I love the Glocks, they are rugged, and utterly reliable. They are safe. They are reasonably priced. They clean up easily, and once you learn their weaknesses, they are nearly flawless. They are reasonably accurate and fully combat accurate. There is nothing wrong with them. If you have and carry one, keep it.
That said, I shot that M&P 9, and bought one that evening. THAT is what a difference in ergonomics meant to me. I was unfamiliar with the M&P line, so totally open to what it had to offer. Now, some 7500 rounds into the M&P, I want to do an objective comparison with the Glock family. I took my duty Glock 31 and my M&P 9 to the range for a shoot off. By that, I mean a subjective comparison.
Both, by the way are two tiers superior to the 1911 platform. (I welcome hate mail!)

Above and below you can see the basic field stripped weapons. Twins. Now, the S&W touts that it is not necessary to pull the trigger to complete disassembly as is required of the Glock. BUT, you must use a tool on the M&P to lower the sear de-activation lever before disassembly - or, you can simply pull the trigger as on a Glock (after double checking the empty chamber, thank you) and the weapons come apart like one another.
Below is a side by side comparison., Glock on right, M&P on the left. They are nearly identical in thinckness. ( Glock 1 1/8th and M&P 1 1/4)
Not much in difference here although the grip angle WILL rise it's head...
Seemingly twins below...Fully loaded these beasts are almost identical in weight...Glock at 2 lbs. 2.6 oz. and M&P at 2 lbs. 4.6 ozs.
Below, we get to shooting these masterpieces. The first target is rapid fire from the Glock at 15 yards. Now, I have to admit I haven't fired this beast for three years, so the addition oomph did toss me a bit left. Perfectly correctable.
 The rapid fire group from the M&P. I admit, I have fired a lot of rounds from this piece.

 Rapid fire group from low ready, head shots at ten yards with the Glock. Very decent group. (Don't worry about the left sided group, that is correctible and easy!
 Rapid fire group form the M&P and you see they are right in there. But then, I shoot this gun often...

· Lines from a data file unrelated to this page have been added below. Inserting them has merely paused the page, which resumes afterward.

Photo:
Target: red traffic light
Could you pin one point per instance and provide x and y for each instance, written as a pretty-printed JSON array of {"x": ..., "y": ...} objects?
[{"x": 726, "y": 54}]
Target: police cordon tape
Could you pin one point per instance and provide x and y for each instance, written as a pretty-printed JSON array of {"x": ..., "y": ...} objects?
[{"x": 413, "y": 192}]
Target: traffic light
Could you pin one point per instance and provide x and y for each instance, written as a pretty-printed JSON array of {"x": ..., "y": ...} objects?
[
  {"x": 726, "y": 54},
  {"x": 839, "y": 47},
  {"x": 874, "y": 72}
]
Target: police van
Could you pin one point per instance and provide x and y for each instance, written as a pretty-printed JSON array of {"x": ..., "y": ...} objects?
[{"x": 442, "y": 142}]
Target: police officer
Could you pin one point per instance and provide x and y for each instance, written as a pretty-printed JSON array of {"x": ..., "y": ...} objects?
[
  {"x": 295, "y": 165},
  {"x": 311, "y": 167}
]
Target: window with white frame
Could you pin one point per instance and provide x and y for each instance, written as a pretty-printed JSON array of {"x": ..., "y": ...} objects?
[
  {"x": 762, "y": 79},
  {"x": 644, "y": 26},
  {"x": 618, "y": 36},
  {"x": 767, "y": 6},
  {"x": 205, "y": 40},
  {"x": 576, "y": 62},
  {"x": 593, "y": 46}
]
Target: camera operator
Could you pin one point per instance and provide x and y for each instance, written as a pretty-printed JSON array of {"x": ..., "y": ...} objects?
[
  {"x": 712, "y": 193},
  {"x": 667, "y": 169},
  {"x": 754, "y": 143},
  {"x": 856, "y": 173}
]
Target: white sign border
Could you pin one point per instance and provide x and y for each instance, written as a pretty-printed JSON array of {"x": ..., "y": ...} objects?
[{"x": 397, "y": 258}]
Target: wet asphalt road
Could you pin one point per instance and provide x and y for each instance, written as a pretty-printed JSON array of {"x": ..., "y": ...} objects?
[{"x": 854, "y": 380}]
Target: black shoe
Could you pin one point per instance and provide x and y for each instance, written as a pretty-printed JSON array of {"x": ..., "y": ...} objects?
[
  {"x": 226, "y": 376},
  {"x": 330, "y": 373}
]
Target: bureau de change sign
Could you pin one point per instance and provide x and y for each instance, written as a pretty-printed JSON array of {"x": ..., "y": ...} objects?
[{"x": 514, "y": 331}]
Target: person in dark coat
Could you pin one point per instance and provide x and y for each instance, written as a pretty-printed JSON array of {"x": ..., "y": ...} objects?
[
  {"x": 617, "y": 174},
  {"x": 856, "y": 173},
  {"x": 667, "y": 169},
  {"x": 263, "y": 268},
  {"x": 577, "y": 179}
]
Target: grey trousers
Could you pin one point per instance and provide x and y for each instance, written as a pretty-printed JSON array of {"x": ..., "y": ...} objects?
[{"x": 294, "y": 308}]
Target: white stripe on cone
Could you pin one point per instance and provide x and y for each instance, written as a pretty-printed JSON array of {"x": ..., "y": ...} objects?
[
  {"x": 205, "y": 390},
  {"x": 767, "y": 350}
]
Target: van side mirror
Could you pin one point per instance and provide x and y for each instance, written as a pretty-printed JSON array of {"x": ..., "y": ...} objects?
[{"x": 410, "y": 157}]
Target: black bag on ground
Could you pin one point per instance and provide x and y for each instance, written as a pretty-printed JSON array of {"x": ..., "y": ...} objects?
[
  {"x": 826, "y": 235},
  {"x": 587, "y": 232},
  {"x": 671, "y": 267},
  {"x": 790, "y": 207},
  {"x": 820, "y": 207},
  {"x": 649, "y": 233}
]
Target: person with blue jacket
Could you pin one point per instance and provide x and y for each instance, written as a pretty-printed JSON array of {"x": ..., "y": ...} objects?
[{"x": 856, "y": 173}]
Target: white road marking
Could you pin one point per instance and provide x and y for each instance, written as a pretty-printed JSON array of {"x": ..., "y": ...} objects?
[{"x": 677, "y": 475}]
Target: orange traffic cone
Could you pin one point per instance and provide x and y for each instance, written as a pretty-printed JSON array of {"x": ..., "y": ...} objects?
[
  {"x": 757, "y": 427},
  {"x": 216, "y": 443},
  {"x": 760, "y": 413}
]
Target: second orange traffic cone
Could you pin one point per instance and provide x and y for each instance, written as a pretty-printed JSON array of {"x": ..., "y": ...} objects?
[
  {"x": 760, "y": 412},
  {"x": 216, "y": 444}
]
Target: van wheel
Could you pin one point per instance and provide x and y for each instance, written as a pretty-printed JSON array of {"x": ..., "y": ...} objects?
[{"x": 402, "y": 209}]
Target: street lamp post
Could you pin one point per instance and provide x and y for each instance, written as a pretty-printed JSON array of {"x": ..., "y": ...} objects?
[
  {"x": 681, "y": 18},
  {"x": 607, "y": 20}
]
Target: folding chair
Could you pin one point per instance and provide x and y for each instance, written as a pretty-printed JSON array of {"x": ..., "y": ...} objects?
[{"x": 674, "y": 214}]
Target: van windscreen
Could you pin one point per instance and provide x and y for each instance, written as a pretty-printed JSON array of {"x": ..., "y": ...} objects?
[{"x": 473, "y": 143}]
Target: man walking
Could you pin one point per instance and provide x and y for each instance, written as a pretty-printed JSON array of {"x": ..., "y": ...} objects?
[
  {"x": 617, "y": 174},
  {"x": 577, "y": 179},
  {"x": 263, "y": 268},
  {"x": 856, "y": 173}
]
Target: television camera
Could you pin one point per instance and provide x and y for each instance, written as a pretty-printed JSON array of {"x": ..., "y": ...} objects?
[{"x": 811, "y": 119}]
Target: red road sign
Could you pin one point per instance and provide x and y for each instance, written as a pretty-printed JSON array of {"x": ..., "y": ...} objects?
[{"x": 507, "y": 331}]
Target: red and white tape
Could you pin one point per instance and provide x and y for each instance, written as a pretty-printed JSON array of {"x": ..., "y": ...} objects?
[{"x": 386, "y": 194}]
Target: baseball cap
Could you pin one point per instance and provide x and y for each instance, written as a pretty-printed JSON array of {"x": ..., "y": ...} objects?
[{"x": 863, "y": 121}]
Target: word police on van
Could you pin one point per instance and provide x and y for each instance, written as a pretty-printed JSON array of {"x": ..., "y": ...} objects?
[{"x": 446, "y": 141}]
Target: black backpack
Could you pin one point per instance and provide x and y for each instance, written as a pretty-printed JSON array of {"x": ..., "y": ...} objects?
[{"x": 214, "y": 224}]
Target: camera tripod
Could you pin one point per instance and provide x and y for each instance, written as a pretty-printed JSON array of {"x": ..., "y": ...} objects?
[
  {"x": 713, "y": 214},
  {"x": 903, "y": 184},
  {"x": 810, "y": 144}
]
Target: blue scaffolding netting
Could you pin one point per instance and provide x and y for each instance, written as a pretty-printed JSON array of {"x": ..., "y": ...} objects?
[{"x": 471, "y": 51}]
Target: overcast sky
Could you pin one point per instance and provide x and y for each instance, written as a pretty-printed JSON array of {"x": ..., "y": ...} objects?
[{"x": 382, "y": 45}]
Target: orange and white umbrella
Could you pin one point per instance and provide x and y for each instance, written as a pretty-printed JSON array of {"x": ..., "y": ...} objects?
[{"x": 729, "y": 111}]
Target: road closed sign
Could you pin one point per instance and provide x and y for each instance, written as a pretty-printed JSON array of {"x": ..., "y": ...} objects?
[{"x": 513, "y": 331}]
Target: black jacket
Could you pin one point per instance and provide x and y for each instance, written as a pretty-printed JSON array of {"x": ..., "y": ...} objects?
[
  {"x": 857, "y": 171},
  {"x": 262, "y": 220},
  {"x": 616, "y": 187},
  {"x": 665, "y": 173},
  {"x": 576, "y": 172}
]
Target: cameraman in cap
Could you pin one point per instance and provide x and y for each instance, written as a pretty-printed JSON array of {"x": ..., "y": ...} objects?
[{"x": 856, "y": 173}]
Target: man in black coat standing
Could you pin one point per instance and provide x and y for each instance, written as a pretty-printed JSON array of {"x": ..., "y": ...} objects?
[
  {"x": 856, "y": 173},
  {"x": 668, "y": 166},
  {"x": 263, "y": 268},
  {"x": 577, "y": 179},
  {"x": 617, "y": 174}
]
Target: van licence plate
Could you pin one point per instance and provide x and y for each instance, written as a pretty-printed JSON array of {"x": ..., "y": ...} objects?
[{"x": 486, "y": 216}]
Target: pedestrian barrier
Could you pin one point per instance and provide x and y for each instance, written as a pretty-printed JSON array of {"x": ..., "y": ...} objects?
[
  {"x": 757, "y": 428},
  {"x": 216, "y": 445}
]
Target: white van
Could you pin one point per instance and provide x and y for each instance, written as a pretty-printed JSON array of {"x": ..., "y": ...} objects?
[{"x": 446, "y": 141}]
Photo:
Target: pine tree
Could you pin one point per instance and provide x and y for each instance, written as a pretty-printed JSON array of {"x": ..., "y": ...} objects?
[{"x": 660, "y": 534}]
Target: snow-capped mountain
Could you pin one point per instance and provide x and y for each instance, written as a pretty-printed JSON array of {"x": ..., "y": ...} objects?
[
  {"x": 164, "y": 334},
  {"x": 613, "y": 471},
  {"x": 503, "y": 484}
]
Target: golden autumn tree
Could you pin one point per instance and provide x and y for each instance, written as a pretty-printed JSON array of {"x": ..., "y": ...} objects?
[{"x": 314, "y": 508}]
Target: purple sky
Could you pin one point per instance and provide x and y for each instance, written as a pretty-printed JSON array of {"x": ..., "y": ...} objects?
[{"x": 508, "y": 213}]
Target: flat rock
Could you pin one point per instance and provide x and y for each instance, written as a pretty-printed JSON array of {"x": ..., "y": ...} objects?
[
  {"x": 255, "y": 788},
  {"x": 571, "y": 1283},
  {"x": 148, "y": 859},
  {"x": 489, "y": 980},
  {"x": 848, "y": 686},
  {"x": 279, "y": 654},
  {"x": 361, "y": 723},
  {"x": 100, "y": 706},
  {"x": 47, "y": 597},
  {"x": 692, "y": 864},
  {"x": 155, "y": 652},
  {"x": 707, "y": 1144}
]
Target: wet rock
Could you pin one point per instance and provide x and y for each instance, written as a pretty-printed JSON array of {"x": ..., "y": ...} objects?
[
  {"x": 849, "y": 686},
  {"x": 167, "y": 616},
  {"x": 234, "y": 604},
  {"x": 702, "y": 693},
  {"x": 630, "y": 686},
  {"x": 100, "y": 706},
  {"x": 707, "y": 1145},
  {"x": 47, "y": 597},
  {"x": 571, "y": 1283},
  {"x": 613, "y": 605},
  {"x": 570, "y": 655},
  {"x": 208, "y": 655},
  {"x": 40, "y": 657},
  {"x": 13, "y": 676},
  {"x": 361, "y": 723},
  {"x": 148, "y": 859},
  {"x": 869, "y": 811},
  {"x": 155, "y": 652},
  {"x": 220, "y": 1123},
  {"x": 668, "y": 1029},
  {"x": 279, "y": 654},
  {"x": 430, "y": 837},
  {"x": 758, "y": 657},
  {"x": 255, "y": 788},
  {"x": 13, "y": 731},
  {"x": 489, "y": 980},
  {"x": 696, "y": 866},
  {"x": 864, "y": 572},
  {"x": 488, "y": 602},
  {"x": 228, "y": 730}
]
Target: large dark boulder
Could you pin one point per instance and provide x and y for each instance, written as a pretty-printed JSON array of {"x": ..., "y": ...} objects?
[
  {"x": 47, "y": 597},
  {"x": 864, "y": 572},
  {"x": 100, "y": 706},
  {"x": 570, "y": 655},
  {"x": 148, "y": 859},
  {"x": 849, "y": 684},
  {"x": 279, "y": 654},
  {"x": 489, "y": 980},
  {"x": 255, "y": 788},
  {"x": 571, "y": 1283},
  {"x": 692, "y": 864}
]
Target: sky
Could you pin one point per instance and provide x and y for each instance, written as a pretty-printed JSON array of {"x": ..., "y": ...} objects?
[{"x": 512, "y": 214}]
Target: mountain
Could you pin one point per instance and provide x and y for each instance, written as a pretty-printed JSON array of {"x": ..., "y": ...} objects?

 A magazine each from both guns. 10 yards, as fast as I can fire and hold the sights. It is impossible to determine which gun hit where. But does it matter?
 It does. Let me explain. First I have to say that the 9mm and .357 Sig rounds below have radically different recoil postures. Comparatively, the 9mm is easy to shoot. The .357 you hold onto, with meaning, if you want fast follow up shots. For general law enforcement work, I don't believe there is a better round than the .357 SIG. It is superior in every way to the 9, 40, and 45. (I love hate mail)
But. Here is my take. Forget the caliber issue. With modern bullets design and proper placement, both these calibers are generating stellar records in the field. As far as which gun is better, I choose (breaking my own heart) the S&W M&P. Both guns are twins in size. In any comparison they are virtually the same except in one. The grip angle. The Smith sports an 18 degree grip angle, and it makes all the difference. It is so much more instinctive than the Glock, that I was swayed the first 15 rounds I ever fired through it. Secondly, in every training session I have ever been in that required more than 200 rounds, I got a sore on my middle finger mid knuckle from the Glock, and also on the lower part of my trigger finger. (now, I realize that my duty Glock is a 3rd gen so has no grip adjustments)
But this M& is flawless. It hasn't had a single malfunction in some 7800 rounds, (nor, if I can recall, has my Glock 31 in about the same number) and it is as easy to shoot, and as fast back on target as any gun I have ever picked up. For me, a 30 year Glock/Amoroer/SWAT/DyedinthewoolGlockDude to jump ship like this has got to mean something.
I don't own stock in S&W, but I should. Because of this experience, I bought a Shield. Same thing. Shootability I hadn't experienced before. They are Wow!
As I always say, try both, and takes your pick! I took mine!